Magic To The Bone
Book 1 of the Allison Beckstrom Series
by Devon Monk
Penguin Putnam (ROC)
ISBN-10: 0451462408
ISBN-13: 9780451462404

In this first installment of the Allison Beckstrom series, Devon Monk paints a vivid picture of a world much like our own with one major exception: magic. In this world, magic is a natural resource brought to the public through a patented pipeline distribution system by Beckstrom Industries; a corporate giant with a near monopoly on magic technology. Anyone and everyone can use magic, and pretty much everyone does. In the 30 years since it was discovered it has become part of the everyday fabric of society, like cell phones and the Internet. Like those things it has had a drastic impact on society for better or for worse in a very short time. It’s used to do everything bigger, better, and faster – from food production to sex. School children are taught how to use it. College degree programs revolve around it.

Like every innovation magic comes with a price but one more immediate and personal than most: pain. It takes a direct toll on its user, normally commensurate with the magnitude of the spell that was cast. A minor spell might be paid for with a particularly nasty headache or a few days of insomnia. High powered spells- especially the darker variety- can inflict insanity or death on the caster. Naturally, it wasn’t long at all before someone discovered a way to “offload” the cost to a proxy. The practice itself is not illegal, if conducted through the proper channels entailing licenses, record keeping, and oversight. Legitimate offloading is directed to authorized proxies, such as prison inmates. The problem is that going through proper channels is never standard practice for bad people who do bad things. The criminal use of magic generally involves an illegal offload on some poor unsuspecting bastard.

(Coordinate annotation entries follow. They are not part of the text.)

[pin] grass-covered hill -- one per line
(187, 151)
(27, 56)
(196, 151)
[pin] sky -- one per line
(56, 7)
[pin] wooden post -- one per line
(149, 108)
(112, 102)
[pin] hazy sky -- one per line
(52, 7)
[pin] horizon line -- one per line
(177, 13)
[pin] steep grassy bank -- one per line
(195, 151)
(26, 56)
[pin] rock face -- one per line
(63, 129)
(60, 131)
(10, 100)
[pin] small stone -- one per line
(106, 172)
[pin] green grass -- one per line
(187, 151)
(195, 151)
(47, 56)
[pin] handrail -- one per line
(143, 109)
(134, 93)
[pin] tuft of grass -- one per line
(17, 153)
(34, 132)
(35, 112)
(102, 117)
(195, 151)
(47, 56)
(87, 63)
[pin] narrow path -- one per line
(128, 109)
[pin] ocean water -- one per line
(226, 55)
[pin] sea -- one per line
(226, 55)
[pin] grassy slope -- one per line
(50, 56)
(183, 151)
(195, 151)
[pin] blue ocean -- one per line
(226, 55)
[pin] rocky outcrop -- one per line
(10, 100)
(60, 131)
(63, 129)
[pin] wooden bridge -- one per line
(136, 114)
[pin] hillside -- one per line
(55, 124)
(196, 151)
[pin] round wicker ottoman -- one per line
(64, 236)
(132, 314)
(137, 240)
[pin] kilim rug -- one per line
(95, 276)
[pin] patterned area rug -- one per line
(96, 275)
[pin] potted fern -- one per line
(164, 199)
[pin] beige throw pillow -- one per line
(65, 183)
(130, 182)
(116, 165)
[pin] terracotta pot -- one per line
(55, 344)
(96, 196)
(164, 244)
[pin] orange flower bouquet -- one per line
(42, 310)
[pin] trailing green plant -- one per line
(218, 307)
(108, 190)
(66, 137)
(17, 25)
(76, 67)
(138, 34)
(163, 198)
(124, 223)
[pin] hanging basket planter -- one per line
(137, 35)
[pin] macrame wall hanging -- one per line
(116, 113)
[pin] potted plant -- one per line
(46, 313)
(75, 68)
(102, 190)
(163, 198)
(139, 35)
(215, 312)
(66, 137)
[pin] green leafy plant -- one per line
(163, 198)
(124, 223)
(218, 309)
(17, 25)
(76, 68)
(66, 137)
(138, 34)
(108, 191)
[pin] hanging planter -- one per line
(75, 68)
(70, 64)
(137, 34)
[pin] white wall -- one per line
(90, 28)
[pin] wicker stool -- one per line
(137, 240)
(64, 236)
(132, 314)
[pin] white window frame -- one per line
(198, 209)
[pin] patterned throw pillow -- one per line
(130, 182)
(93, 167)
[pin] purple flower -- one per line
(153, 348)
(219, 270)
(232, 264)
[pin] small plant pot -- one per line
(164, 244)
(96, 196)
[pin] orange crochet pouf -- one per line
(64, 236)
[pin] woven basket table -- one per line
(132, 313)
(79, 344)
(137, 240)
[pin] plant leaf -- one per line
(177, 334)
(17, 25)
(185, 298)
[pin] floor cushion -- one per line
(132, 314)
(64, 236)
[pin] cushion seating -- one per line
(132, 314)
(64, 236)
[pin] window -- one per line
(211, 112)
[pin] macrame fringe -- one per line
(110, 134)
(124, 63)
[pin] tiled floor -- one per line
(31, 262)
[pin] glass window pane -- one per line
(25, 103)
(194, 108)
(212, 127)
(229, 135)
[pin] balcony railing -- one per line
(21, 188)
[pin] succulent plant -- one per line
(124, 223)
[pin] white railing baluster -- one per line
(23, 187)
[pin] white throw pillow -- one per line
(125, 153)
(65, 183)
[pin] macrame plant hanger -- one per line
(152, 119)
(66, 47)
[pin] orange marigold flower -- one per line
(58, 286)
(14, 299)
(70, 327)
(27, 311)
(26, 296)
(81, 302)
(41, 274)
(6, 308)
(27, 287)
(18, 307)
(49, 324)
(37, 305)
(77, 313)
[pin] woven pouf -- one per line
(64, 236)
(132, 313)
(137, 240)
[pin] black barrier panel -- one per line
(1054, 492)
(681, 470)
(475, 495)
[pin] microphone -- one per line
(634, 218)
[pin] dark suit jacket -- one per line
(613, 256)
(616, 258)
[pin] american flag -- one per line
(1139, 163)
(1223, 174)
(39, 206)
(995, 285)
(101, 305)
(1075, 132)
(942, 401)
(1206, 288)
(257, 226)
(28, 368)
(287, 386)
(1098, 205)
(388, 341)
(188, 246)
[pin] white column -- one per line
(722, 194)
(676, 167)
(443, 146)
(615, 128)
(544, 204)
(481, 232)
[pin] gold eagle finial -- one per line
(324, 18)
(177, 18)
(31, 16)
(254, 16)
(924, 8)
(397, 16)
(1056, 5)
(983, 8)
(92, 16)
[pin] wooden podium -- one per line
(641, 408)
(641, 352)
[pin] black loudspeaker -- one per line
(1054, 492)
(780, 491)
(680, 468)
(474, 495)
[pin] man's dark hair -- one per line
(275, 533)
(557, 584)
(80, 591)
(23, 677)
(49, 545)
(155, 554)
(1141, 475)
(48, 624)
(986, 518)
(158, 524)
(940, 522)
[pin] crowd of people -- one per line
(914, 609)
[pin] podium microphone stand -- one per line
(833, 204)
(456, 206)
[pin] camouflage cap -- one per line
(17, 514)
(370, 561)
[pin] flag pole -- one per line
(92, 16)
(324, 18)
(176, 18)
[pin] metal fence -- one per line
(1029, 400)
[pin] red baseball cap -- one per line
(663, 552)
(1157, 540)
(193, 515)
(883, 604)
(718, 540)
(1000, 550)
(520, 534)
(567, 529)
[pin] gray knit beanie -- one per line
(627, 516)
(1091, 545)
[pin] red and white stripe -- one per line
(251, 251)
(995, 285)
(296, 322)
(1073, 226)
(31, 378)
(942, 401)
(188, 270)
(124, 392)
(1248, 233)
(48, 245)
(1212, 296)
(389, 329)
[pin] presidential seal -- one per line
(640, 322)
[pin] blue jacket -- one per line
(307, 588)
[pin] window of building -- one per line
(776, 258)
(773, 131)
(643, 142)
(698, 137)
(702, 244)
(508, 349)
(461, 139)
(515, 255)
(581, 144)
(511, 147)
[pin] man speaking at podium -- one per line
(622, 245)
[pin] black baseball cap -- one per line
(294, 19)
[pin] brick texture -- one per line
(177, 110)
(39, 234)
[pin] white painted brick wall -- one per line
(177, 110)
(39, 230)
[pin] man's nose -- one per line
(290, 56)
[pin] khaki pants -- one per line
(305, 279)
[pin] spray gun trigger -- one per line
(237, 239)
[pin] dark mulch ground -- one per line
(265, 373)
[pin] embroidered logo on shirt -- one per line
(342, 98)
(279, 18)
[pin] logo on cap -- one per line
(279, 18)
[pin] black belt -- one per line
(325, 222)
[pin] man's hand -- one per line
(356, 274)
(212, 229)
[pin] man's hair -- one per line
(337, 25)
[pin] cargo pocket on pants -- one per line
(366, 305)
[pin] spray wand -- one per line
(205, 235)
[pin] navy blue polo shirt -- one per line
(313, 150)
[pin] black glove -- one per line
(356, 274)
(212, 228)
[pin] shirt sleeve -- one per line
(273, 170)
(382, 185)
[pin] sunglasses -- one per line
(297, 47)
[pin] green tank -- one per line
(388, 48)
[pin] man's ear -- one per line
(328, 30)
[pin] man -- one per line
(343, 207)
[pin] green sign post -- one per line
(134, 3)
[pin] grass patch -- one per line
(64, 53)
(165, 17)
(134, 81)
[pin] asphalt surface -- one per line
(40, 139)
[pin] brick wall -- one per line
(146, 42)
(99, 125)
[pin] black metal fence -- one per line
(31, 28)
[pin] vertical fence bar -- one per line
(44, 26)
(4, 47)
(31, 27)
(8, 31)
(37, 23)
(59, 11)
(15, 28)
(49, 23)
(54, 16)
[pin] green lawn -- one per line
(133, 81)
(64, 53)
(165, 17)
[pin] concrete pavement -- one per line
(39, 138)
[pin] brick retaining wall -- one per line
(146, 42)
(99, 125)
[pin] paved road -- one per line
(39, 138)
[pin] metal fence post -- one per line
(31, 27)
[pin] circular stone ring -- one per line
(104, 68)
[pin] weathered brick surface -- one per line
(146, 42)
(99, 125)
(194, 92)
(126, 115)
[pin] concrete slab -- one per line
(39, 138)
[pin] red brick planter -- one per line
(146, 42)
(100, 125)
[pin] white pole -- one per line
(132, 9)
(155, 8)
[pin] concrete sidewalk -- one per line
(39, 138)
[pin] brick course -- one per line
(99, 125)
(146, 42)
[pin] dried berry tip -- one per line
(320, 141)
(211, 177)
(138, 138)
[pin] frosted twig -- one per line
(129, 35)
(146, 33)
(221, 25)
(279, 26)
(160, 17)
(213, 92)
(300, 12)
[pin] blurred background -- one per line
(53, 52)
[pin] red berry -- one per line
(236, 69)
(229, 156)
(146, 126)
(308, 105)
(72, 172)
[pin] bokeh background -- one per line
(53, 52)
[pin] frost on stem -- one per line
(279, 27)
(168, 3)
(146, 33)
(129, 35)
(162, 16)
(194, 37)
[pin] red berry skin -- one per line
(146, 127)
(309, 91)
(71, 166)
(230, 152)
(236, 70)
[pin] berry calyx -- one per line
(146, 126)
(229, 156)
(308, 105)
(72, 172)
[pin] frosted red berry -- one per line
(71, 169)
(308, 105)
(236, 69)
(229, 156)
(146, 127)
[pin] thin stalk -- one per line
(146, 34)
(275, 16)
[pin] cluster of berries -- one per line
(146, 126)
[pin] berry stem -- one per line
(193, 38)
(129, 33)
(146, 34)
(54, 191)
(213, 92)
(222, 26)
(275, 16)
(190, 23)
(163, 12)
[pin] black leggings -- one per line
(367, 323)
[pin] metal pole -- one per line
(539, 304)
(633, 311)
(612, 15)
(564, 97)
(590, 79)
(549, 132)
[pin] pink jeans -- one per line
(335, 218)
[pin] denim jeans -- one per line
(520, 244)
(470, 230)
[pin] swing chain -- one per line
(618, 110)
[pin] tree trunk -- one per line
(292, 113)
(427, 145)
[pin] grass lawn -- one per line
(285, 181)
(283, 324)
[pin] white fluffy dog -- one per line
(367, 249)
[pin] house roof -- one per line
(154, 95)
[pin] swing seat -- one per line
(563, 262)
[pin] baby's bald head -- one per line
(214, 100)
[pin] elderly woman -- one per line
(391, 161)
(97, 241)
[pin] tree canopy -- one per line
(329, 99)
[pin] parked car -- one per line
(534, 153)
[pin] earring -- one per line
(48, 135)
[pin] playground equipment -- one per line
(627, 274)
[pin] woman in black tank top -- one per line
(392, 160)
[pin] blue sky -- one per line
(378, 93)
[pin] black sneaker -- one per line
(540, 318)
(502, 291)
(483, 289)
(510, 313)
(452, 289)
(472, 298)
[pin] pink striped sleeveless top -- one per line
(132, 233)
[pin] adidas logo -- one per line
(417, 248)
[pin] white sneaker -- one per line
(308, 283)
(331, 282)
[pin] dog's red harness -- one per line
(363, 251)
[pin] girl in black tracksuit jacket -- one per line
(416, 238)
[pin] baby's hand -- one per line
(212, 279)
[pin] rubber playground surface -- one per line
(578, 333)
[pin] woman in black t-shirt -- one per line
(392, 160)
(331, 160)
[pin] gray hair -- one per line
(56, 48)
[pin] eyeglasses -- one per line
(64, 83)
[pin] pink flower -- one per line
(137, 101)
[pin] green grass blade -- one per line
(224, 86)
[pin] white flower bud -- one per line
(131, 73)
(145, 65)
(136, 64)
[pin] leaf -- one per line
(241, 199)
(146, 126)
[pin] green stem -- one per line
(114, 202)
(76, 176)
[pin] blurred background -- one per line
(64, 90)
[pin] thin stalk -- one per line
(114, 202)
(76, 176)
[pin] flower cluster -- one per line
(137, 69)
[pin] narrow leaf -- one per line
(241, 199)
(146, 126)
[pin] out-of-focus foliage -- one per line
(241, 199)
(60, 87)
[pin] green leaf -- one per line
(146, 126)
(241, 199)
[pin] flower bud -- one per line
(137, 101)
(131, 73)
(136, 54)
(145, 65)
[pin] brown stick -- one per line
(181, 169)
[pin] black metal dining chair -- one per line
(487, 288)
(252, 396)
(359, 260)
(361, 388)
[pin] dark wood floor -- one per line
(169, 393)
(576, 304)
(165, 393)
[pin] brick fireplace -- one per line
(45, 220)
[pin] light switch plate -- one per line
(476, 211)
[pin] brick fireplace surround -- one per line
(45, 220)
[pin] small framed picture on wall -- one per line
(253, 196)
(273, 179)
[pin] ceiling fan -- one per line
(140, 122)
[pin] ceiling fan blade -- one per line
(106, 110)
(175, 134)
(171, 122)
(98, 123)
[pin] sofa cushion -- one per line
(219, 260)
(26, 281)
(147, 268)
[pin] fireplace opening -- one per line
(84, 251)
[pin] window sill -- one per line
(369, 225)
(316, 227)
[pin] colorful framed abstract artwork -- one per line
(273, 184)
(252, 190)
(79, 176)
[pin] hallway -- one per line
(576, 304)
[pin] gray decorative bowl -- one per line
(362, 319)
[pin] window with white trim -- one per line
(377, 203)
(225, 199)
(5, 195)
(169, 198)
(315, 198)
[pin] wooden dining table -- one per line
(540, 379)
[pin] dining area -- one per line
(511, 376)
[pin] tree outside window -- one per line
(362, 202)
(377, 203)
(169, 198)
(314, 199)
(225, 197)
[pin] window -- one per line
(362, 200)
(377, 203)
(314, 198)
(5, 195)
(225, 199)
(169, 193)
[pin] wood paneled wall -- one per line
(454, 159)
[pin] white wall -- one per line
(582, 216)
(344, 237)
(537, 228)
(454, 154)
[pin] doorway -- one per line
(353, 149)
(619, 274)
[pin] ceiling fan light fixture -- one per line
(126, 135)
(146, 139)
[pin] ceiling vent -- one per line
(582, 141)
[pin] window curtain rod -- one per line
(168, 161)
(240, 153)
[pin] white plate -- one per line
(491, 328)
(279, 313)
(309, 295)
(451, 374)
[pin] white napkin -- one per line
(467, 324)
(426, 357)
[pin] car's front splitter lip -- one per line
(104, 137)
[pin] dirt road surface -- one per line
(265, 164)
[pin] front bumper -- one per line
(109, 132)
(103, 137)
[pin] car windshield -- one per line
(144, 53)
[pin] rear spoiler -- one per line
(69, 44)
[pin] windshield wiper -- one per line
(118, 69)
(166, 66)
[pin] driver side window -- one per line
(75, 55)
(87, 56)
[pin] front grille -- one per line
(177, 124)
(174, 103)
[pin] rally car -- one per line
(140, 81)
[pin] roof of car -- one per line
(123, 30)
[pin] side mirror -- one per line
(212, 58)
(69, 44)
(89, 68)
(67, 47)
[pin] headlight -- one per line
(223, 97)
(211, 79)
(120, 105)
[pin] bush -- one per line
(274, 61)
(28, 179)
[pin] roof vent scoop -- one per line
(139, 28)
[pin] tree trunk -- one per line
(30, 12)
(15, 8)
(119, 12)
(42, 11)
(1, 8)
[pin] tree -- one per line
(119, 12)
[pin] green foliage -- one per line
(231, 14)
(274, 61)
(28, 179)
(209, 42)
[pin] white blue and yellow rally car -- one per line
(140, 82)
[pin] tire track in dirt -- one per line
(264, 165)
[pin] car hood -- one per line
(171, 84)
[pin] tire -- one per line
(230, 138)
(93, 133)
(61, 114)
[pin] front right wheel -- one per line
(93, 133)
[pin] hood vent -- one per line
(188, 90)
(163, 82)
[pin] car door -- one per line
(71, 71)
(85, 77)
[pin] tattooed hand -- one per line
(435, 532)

Fortunately for the greater population illegal offloading is not a perfect crime. Every user leaves his own distinctive mark on the magic, and certain people have a knack for back tracking an offload. Called “Hounds”, they make their living doing just that.

In a crappy apartment in a run-down neighborhood in Portland Oregon lives our protagonist Allison- the estranged only child of cut-throat corporate magnate Daniel Beckstrom (as in Beckstrom Enterprises). Compelled all her life down a path of her fathers’ choosing Allison found his magical influence fading while she was away attending classes at the Harvard school of business magic. Free of his compulsion and operating completely under her own will perhaps for the first time in her life, she’d dropped out of school and struck out determined to make her own way.


Another entry into the ever burdening urban fantasy genre, Magic to the Bone has what it takes to stand out. Not only does it present a familiar yet unique world and a fresh take on magic, the author shows great skill in both the technical aspects of writing and the art of storytelling.

The characters are believable, and the author does an excellent job of making them likable, especially the heroine. Allison Beckstrom is a 25 year old with the cynicism of someone twice her age, out to make it on her own without any help from anybody but an almost compulsive tendency to help others. Through her eyes we become acquainted with a few friends, several acquaintances with dubious agendas and questionable loyalties, and a whole lot of enemies who spend most of their time lurking just out of sight. Many of these characters, good and bad, have a depth and complexity that hint of future appearances in subsequent books but no writer can escape the obligatory stock characters who are necessary but just don’t have a lot of talking to do. I mean really, does anyone expect depth in henchmen who buy the farm two paragraphs after their first appearance, or sinister figures lurking in dark alleys?

A good part of these characters’ believability is derived from the dialogue, which is well paced and natural; what the characters say sounds like something a real person would say and how they would actually say it. This is a welcome change from the annoying tendency of some authors towards unrealistically witty staccato conversations that remind me, unpleasantly, of watching an episode of The Gilmore Girls. The ubiquitous internal monologue of the 1st person narrative comes off just as well, as do the odd chapters in third person relating events of which the protagonist is unaware. The descriptions of people and places alike are detailed but not overbearing, which is something I value greatly in a writer. Nothing ruins the movie in your head like narrative lingering over inconsequential details best left to the readers’ imagination. When more detail is warranted it is there, but it will never bog you down.

Allison Beckstrom’s world is very different from Jim Butchers’ Dresden Files setting but Allison herself, from her sarcasm to her big heart and empty bank account, bears many traits in common with the wisecracking Wizard from the Windy City. Fans of The Dresden Files will not regret picking up a copy of Magic To The Bone. At the risk of using clichéd blurbs, this book was a real page turner (which I read in two sittings of several hours each) and I look forward to the next book in the series, -Magic in the Blood – coming out in May.